Nell’episodio precedente, John rimediava ad un decesso che non si era verificato come programmato. Qui è lui, ormai al di fuori del sistema, granello di sabbia negli ingranaggi attivati dalle Alte Sfere, ad interferire nella morte di Alice.

La parte più ludica del racconto regge su alcune gag visive, surreali e spettacolari, e sullo scontro iperviolento tra il Supersoldato Leonida, alleato di John e comprimario ricorrente della serie (e precorrerà i tempi sotto l’aspetto dell’inclinazione sessuale), e il brutale Samuel Colt, inventore dell’omonima pistola realmente esistito.

Il tratto di Walter Venturi unisce i muscoli e le tasche portaoggetti di Rob Liefeld con i mascelloni, le espressioni e le gestualità di Magnus.

Nella terza storia, Legami, Recchioni ci presenta Sean Cardona, detective di taglio noir, un Humphrey Bogart male in arnese, ingaggiato dalla Trapassati Inc. per trovare John. In apertura del volume, tra l’altro, vengono riproposti i rapporti di Cardona precedentemente pubblicati in John Doe Dossier con i divertenti dialoghi tra l’investigatore e gli stessi autori del fumetto.

Giuseppe Manunta accentua le peculiarità fisiognomiche dei personaggi prestando particolare cura alle scenografie ed estromette le chine nei flashback ricorrendo solo alle matite i cui tratti conferiscono un senso di dinamismo ai personaggi.

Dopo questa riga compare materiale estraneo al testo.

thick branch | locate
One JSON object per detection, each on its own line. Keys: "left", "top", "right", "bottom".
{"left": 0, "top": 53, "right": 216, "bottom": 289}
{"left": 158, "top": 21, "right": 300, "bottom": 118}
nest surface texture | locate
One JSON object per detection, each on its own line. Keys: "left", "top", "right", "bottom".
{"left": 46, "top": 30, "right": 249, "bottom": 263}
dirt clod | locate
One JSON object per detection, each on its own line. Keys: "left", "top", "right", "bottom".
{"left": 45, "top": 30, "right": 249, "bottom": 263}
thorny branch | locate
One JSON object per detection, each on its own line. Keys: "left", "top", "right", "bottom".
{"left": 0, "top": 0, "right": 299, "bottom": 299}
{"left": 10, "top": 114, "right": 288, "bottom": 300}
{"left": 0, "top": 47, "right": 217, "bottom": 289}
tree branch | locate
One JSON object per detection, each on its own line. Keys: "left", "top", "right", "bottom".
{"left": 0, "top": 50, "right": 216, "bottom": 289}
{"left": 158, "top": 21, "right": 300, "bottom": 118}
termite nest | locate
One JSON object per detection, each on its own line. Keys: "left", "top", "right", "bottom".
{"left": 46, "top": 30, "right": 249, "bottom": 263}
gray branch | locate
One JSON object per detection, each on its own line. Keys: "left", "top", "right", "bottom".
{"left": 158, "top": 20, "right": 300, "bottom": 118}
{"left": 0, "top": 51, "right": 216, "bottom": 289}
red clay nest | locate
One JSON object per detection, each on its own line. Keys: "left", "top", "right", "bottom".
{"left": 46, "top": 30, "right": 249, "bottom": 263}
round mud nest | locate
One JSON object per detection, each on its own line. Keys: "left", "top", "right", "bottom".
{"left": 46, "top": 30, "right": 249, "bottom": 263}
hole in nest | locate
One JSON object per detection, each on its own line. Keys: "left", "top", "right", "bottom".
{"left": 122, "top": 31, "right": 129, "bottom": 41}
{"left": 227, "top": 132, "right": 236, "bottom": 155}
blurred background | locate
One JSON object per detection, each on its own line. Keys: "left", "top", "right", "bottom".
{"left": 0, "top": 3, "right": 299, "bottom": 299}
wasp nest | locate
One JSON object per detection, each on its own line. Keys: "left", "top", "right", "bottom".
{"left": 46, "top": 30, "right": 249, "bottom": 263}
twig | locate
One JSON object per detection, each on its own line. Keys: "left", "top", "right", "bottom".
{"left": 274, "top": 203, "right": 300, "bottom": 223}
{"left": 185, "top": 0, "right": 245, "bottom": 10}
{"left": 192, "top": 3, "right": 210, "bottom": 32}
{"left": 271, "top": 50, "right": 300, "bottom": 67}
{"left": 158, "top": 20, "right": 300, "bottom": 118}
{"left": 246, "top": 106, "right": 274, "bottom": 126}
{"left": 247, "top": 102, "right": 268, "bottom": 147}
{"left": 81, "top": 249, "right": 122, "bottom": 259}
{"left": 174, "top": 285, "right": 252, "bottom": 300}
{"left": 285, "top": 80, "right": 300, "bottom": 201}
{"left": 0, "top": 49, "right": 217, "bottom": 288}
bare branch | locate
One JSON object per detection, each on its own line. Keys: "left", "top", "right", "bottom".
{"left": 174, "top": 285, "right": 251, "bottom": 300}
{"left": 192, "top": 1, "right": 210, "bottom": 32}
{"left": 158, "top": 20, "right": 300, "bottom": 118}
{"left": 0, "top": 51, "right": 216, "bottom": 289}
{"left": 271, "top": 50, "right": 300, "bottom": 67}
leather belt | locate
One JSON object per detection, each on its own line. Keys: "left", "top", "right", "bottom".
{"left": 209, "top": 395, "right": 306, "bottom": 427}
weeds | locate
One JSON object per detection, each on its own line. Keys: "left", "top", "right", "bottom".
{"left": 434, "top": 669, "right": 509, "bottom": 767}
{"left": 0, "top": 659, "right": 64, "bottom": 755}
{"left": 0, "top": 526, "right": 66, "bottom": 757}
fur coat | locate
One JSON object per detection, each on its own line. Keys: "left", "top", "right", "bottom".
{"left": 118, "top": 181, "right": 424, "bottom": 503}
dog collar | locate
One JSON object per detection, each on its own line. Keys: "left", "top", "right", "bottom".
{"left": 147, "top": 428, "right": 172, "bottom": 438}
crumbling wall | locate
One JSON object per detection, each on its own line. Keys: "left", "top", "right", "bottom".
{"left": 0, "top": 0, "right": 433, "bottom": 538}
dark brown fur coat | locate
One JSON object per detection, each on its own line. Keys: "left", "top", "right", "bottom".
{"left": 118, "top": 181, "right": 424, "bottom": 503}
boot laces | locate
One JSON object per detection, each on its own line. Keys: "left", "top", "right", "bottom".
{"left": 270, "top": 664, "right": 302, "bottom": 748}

Si tratta di un episodio fondamentale del passato di John e dell’importante storia d’amore con la deliziosa Mia.

Divertente la Plymouth di Morte che viaggia attraverso lo spazio e il tempo scomparendo nel nulla come la macchina del tempo di Ritorno al Futuro mentre proprio una DeLorean viene fatta schiantare contro una formazione rocciosa nella Monument Valley.

Il volume si chiude con Il mare dentro. Bartoli si pone John Doe di fronte al mito di Moby Dick mescolando il capolavoro di Melville a Lo Squalo di Steven Spielberg.

Le tematiche del romanzo si mescolano a quelle del fumetto con il protagonista che, in un gioco metaletterario, diviene consapevole della sua dimensione diegetica nel ruolo di novello Ahab e sfugge alla predestinazione attraverso il libero arbitrio.

Viene introdotto Hank the Junk, costruttore e collezionista di mitici artefatti, altro comprimario ricorrente. I disegni a quattro mani di Marco Cedric Farinelli e Luca Bertelè sono sintetici, ancora grezzi, tuttavia funzionali.

Nel corso della serie vediamo Morte corteggiare John Doe e i due intrecciati da una passione perversa. In tal senso, è triste e tragicamente ironico che Lorenzo Bartoli se ne sia andato prematuramente lasciando un vuoto umano ed artistico difficile da colmare.

Per quel che riguarda Recchioni, non stupisce trovarlo oggi in casa Bonelli alla direzione editoriale di Dylan Dog. Dalla rivalutazione del “bonellide” operata con John Doe alla casa editrice di via Buonarroti cercando di restituire all’indagatore dell’incubo rinnovato fervore creativo e la duttilità che accomuna i due personaggi. Il cerchio si è chiuso.